Green steel and the construction industry

The construction industry is a significant consumer of steel, accounting for a substantial portion of its global demand. It is also under increasing pressure to reduce its environmental impact, with embodied carbon in materials becoming a key focus. Green steel offers a powerful solution to decarbonise this vital sector.

By using green steel in construction projects, the embodied carbon - the greenhouse gas emissions associated with the extraction, manufacturing, transportation, and end-of-life stages of building materials - can be drastically reduced. This is crucial for achieving net-zero carbon buildings and infrastructure.

Furthermore, as regulations and green building certifications (like LEED and BREEAM) increasingly emphasise embodied carbon, green steel will become essential for projects aiming for high sustainability ratings. Investors are also increasingly prioritising projects with strong environmental credentials. The use of green steel can make construction projects more attractive to green financing and impact investment.

There is no doubt that companies in the construction sector are facing growing pressure from stakeholders to demonstrate their commitment to sustainability. Using green steel aligns with these CSR goals and enhances brand reputation. The potential for lower-carbon structural elements could also inspire innovative building designs and construction techniques.

Green steel production often emphasises the use of recycled scrap, contributing to a more circular economy for steel and reducing the reliance on virgin resources. However, green steel may come with a price premium due to the costs associated with new technologies and production processes, but as production scales up and demand increases, these premiums are expected to decrease. Some clients may also be willing to pay a premium for truly green materials to meet their sustainability goals.

Types of green steel products for construction:

One of the reasons is because the versatility of steel means that green steel can be used in a wide range of construction products, essentially mirroring the applications of conventional steel such as beams, columns and other load-bearing elements for buildings, bridges and infrastructure. This is a major area where the impact of green steel can be significant in reducing embodied carbon.

Reinforcing steel (Rebar), used to strengthen concrete structures, produced with lower emissions will also be crucial for decarbonising concrete construction. Furthermore, steel frames and cladding for industrial buildings, warehouses and even residential structures, can significantly lower the carbon footprint. Add on steel decking, pipes and tubes, façades, modular construction components and everything else from bridge supports to railway tracks and energy infrastructure, then green steel has a vital role to play.
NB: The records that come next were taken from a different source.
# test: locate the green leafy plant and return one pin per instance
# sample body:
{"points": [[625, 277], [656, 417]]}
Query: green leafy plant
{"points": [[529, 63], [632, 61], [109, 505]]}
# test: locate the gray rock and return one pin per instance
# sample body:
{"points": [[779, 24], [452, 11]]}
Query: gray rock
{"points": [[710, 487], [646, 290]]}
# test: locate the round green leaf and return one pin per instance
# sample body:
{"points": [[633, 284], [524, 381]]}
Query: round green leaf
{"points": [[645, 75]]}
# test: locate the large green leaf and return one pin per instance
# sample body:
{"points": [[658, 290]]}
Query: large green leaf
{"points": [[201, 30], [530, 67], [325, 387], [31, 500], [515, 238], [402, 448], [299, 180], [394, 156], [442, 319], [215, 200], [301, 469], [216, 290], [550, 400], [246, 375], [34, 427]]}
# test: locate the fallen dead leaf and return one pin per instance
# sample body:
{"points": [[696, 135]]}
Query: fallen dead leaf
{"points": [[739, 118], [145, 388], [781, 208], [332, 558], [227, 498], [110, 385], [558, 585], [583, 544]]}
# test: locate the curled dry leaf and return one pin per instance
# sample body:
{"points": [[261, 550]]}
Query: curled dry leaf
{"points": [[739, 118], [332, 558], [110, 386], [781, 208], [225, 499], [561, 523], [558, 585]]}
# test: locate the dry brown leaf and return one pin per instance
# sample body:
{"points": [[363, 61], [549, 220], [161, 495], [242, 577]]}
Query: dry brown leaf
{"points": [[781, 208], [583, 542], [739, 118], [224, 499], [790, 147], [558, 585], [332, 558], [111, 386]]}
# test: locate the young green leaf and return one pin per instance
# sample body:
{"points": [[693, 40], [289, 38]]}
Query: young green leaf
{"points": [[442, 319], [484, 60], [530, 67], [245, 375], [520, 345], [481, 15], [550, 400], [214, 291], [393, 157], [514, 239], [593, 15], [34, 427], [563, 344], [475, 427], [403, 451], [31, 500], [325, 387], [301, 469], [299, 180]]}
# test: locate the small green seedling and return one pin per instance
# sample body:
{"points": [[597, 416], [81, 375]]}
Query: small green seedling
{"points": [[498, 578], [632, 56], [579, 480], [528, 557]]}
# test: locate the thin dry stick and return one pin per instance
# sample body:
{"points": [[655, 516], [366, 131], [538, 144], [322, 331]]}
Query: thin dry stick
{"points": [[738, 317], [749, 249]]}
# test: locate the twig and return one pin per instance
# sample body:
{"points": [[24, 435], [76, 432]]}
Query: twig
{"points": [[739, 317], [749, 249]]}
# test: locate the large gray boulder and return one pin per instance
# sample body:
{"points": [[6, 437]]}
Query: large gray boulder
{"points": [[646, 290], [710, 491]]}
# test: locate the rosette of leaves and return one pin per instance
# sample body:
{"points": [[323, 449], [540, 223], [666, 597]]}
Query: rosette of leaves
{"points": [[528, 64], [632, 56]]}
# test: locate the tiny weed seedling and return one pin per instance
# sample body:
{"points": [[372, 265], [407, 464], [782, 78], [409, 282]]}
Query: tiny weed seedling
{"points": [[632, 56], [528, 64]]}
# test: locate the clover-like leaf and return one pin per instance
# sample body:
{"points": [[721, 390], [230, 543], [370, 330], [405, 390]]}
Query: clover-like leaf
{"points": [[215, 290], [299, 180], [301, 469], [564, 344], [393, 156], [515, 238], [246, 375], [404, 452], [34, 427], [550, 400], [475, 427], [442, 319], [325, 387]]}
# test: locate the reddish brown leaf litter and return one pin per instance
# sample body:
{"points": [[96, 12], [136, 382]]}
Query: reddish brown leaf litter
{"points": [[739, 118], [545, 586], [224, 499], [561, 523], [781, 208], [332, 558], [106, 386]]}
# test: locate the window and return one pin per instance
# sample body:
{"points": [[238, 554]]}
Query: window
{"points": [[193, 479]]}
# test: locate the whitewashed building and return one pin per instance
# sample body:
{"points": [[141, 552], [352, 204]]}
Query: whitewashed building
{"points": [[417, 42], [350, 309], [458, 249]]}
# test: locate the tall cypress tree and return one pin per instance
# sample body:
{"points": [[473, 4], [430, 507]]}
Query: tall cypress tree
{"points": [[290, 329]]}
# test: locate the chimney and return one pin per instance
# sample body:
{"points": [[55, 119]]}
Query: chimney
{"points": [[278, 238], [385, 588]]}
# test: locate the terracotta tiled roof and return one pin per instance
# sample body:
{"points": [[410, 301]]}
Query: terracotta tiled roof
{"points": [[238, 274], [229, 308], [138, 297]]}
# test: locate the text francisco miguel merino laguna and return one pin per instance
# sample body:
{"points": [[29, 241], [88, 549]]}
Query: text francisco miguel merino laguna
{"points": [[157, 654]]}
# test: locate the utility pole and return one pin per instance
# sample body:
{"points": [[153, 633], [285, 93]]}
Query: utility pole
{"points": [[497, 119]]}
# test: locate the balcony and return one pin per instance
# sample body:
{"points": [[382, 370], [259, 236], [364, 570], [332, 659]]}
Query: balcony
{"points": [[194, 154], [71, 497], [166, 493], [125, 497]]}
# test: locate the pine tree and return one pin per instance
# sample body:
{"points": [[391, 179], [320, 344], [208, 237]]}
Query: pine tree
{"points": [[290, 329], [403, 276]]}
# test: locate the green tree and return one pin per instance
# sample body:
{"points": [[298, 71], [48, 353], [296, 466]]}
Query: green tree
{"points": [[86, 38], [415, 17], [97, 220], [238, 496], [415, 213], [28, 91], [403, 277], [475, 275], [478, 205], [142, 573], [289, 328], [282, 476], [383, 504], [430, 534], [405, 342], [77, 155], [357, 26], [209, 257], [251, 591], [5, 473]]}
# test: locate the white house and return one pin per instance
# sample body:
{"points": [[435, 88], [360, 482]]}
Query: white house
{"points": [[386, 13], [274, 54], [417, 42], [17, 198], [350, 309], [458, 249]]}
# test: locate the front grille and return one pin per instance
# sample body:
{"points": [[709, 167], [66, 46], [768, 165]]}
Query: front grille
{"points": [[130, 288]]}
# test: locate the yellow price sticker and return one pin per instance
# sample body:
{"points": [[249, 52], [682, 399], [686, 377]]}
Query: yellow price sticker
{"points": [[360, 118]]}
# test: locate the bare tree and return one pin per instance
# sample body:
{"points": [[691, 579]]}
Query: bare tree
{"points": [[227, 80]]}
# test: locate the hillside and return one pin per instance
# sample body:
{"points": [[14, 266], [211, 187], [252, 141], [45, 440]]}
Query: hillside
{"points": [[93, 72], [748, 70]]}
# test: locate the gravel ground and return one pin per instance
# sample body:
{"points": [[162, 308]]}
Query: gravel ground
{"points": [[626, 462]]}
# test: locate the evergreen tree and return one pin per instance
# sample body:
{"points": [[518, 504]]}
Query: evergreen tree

Despite the immense potential, the widespread adoption of green steel in the construction industry still faces challenges. Current green steel production capacity is still relatively small compared to traditional methods. Scaling up production to meet the demands of the construction sector will require significant investment and technological advancements.

Green steel production, especially through hydrogen-based DRI, can also be more expensive in the initial stages. Achieving cost parity with conventional steel will be crucial for widespread adoption. Furthermore, establishing reliable and efficient supply chains for green steel products will be essential for the construction industry to readily access these materials.

However, the momentum behind green steel is undeniable. Growing environmental awareness, stricter regulations, increasing demand from end-users and the commitment of pioneering steelmakers are driving progress. Collaboration across the entire value chain, from steel producers to architects, engineers, contractors and policymakers, will also be crucial to overcome the challenges and unlock the transformative potential of green steel for a more sustainable construction industry and a greener future for all.